L'écart linguistique

Je commence avec l'écart linguistique, c'est-à-dire la distance entre les mots utilisés ou disponibles
dans la langue « cible » et la langue « source ». Il est évident que les mots—et les langages auxquels ils
sont attachés—ne sont pas des institutions fixes. Par contre, et qu'est bien connu, les langues sont
fluides. Elles changent au fil de temps, avec la géographie, et entre des classes sociales. Ou, comme
disait l'écrivain José Saramago : « Não há uma língua portuguesa, há línguas em português. »7 On peut très
bien appliquer cette formulation à tous autres langues "institutionalisés."

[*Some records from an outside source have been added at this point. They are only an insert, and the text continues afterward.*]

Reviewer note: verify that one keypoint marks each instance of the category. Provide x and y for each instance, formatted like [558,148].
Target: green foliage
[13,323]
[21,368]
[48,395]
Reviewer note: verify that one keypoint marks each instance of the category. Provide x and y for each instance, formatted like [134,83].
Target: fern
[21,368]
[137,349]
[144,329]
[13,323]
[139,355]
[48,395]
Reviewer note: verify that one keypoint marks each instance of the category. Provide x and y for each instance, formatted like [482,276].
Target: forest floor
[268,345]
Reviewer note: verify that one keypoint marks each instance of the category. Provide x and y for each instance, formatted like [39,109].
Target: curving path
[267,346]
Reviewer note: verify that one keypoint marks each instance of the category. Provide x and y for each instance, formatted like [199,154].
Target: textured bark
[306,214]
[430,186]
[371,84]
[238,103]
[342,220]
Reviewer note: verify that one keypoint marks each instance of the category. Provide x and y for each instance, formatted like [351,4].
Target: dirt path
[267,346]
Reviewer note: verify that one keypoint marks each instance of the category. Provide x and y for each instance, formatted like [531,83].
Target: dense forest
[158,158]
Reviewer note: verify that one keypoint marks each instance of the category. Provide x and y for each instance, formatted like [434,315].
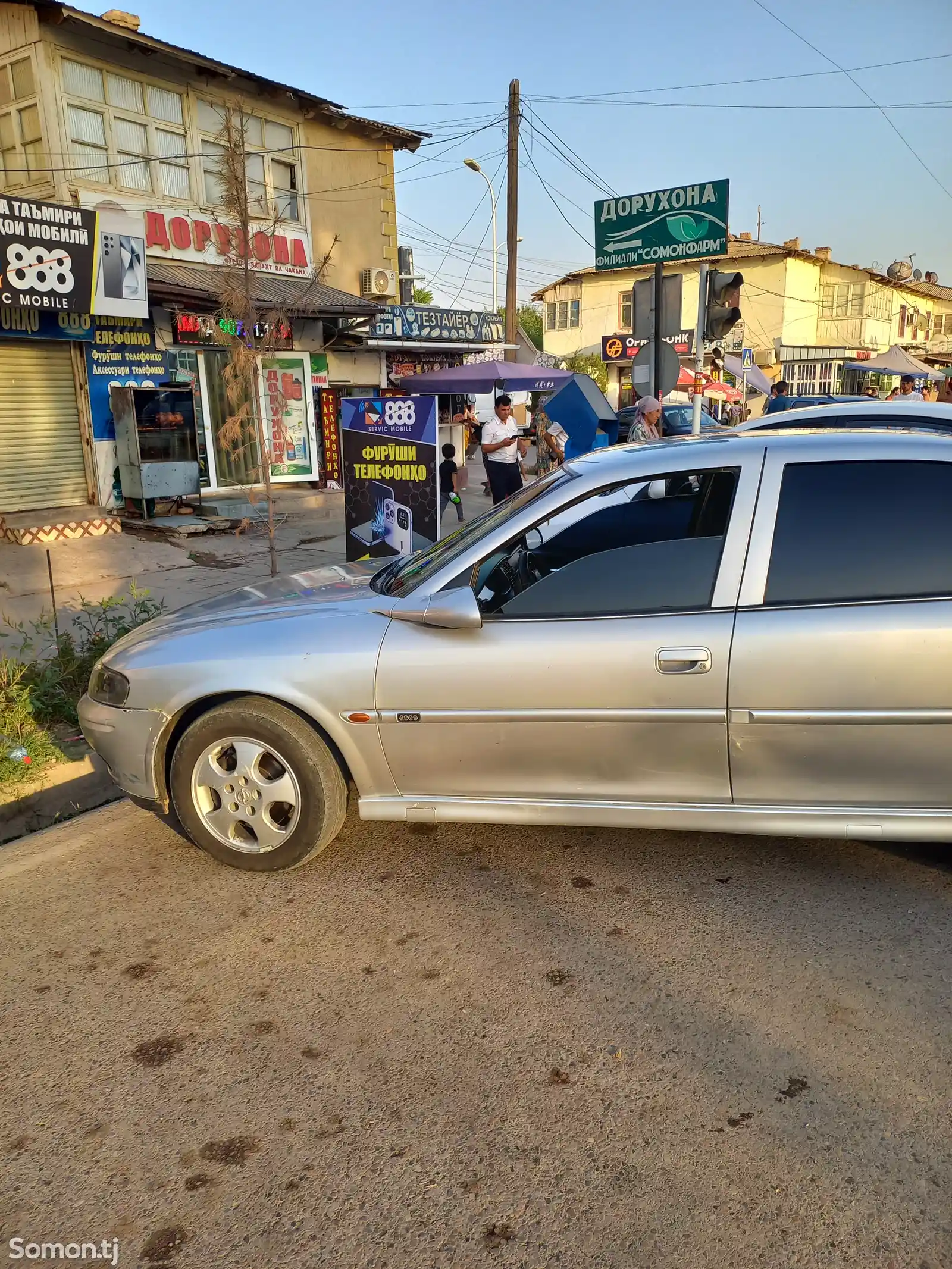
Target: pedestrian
[555,438]
[502,452]
[449,490]
[646,424]
[779,402]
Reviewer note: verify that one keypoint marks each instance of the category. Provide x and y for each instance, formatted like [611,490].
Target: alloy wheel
[246,795]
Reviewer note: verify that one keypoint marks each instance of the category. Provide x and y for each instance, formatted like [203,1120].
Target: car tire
[255,787]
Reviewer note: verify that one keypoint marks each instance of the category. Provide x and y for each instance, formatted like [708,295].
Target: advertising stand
[390,475]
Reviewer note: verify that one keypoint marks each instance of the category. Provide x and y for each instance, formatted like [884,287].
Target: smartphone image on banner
[134,268]
[112,265]
[122,265]
[375,529]
[399,527]
[381,494]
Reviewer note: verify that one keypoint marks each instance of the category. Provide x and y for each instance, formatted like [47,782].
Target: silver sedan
[748,632]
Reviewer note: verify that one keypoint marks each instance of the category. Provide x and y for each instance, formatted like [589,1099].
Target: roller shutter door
[41,449]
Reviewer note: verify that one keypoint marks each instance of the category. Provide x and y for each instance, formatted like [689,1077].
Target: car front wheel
[255,786]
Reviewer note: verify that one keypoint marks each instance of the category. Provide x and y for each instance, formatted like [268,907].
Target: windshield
[404,575]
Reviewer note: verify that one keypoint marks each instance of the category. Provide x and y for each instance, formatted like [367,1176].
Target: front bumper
[126,739]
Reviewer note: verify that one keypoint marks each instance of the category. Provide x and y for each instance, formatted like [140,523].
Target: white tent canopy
[897,361]
[757,378]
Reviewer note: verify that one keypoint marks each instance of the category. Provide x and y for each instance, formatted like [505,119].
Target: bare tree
[250,329]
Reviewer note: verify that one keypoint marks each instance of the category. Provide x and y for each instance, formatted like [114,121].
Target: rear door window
[862,531]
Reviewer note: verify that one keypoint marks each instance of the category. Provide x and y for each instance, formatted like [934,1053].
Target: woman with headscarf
[648,421]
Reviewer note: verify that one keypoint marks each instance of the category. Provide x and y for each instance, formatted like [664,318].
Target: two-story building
[97,115]
[804,315]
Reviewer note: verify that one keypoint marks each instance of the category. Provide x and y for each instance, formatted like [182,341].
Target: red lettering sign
[330,405]
[156,234]
[181,233]
[201,235]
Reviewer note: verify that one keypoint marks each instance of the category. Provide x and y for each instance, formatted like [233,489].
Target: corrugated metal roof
[406,137]
[298,297]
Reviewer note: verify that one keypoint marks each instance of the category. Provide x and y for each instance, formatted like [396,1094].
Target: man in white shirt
[503,450]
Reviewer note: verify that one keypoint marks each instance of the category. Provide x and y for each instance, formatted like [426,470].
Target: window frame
[117,158]
[13,109]
[833,449]
[726,587]
[290,159]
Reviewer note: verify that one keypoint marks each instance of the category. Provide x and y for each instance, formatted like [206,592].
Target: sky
[814,150]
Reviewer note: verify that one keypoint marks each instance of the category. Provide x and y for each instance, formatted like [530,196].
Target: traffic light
[722,302]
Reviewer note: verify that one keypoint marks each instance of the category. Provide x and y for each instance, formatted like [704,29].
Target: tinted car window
[862,531]
[648,546]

Malgré que les mots, les signes de langage, ne soient pas stables, ça ne veut pas dire ils n'ont pas de
logique. Par contre, les langues ont tous une logique, organisée par rapport les besoins et l'usage de
pouvoir dans leurs circonstances et particularités. D'après tout, « un langage est un dialecte avec une
armée et une flotte ».8 Je ne parlerai beaucoup sur cette notion de la logique des langages, car elle est
très bien soutenue chez les linguistes9, les sociologistes10, et les philosophes11. Il suffit pour l'instant
de présupposer que les langages ne changent sans logique, sans raison. Ça veut dire que l'on peut
toujours, théoriquement, enchaine un mot à un autre. Sans cette stabilité de sens du point de vue
épistémologique (même si le mot en soi changent), la traductrice (moi) serait perdue. Je ne postule
pas qu'il y a un sens de langage universel.12 Ma prétention ici est beaucoup plus modeste : qu'il est
toujours possible de relier le sens d'un mot dans un langage au sens d'un (des) mot(s) dans un autre
langage, ou même dans une autre version du langage « source ».

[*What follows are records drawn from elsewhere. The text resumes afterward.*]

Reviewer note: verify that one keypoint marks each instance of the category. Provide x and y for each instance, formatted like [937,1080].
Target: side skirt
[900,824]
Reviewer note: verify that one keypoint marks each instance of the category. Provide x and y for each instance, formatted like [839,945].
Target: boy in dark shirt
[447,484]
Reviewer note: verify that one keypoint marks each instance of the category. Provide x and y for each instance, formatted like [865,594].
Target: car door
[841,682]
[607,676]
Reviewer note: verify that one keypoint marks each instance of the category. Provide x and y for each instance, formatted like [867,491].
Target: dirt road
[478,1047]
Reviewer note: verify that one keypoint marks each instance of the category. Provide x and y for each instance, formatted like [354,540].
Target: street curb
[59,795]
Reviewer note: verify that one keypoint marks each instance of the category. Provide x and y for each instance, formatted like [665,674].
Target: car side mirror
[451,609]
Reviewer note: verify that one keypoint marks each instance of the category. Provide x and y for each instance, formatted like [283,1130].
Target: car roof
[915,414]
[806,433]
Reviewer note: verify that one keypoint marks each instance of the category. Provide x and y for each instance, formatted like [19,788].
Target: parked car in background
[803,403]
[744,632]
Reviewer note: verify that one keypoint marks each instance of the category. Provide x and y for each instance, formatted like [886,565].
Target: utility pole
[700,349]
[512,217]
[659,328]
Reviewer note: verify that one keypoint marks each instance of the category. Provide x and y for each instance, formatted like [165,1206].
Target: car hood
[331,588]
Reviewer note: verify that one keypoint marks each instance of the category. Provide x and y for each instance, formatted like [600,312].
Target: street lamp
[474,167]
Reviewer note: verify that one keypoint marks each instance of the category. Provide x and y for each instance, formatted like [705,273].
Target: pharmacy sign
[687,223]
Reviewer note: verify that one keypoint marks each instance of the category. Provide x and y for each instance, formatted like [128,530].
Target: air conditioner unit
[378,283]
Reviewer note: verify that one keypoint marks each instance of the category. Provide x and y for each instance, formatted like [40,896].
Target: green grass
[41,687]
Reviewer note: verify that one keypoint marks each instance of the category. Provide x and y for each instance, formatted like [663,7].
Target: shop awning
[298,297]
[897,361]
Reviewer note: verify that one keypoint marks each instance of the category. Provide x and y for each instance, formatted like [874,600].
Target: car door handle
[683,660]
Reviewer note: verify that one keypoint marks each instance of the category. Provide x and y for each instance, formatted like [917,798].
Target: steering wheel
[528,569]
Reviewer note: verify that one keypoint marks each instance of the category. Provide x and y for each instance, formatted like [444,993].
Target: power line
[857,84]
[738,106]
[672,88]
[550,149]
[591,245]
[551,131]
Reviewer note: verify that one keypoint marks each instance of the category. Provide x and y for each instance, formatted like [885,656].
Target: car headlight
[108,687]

7 Il n'y a une langue portugaise ; il y a des langues en portugais. SARAMAGO, José, Línguas: Vidas em Português (2004).
8 La citation était écrite originalement en yiddish. Flotte me semble la plus proche à l'original flot (« ‫)» ֿפלאָ ט‬.
WEINREICH, Max, "Der YIVO un di problemen fun undzer tsayt", presenté dans un discours à la colloque annuelle de
YIVO (5 janvier 1945).
9 WEINREICH, Max, ibid.
10 LABOV, William, BOBERG, Charles et ASH, Sharon (eds.) The Atlas of North American English (2004), par exemple.
11 WITTGENSTEIN, Ludwig, Tractatus Logico-Philosophicus (1921), par exemple.
12 Je suis très sceptique par rapport les déclarations d'universalité dans les théories.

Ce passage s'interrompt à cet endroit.